The overwhelming feeling of solidarity which pervaded the whole event, was especially important given the context in which it was held, -the extremely precarious and divisive Pakistani political situation. For Pakistanis to meet so many fellow actists was more important than the big picture discussion. Although some people might believe the pipe dream that what ails Pakistan, -multiple independence struggles, environmental and natural catastrophe, widespread poverty and illiteracy, and the leadership of an unelected, uniformed USA-Puppet general commanding a military junta can be solved within any existing democratic process they are wasting irreplaceable time. It’s abundantely clear that no politics can deal with, or is even recognizing what will happen to Pakistan’s, or any other economy in the world, once the price of fuel, doubles, triples or quadruples, as it may well do this very year There is no political system in the world that can deal with this, nor have any even begun to consider it.
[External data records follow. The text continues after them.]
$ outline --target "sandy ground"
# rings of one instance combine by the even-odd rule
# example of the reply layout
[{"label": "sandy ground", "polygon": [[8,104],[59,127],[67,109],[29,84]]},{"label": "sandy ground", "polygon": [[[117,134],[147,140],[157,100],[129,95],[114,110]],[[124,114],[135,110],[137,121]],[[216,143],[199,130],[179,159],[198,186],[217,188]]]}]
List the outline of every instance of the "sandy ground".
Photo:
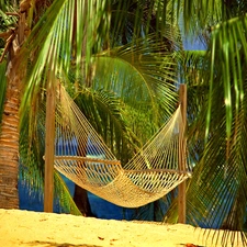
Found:
[{"label": "sandy ground", "polygon": [[[215,244],[213,234],[214,231],[205,232],[183,224],[108,221],[0,209],[1,247],[220,247],[221,243]],[[243,245],[235,242],[227,246]]]}]

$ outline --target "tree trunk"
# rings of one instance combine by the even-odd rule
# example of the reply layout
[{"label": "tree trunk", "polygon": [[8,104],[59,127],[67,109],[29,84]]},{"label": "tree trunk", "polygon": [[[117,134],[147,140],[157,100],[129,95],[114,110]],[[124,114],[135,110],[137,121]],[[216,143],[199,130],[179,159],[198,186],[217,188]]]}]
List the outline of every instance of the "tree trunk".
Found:
[{"label": "tree trunk", "polygon": [[[20,13],[16,34],[9,46],[7,92],[0,132],[0,207],[19,209],[19,108],[25,69],[20,69],[19,52],[24,42],[25,13]],[[23,65],[23,61],[22,61]]]},{"label": "tree trunk", "polygon": [[[14,67],[9,70],[14,74]],[[9,80],[9,78],[8,78]],[[0,133],[0,207],[19,209],[19,106],[20,80],[8,81]]]},{"label": "tree trunk", "polygon": [[91,212],[87,190],[75,184],[74,201],[83,216],[94,216]]}]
Not a single status-quo extant political system, nor any of its players, which are currently arrayed along a left/right cline are offering anything which can check our path-dependent, headlong rush to global catastrophe. No Robert’s Rules meeting can produce the required course of action. A clear majority of humanity understands clearly what is wrong with this world, yet is completely stymied by the zero political options to turn around this hell-bent march to destruction. This human majority is mutually instantly recognizable, -we can spot each other out of crowds of thousands, regardless of nationality, class, colour or creed. There is a desperate need for a new political paradigm, and that’s what needs to be discussed at these kinds of Forums. The World Social Forum should be the place where this discussion happens. I don’t know of any bigger gathering of people who are trying to believe that “Another World is Possible.”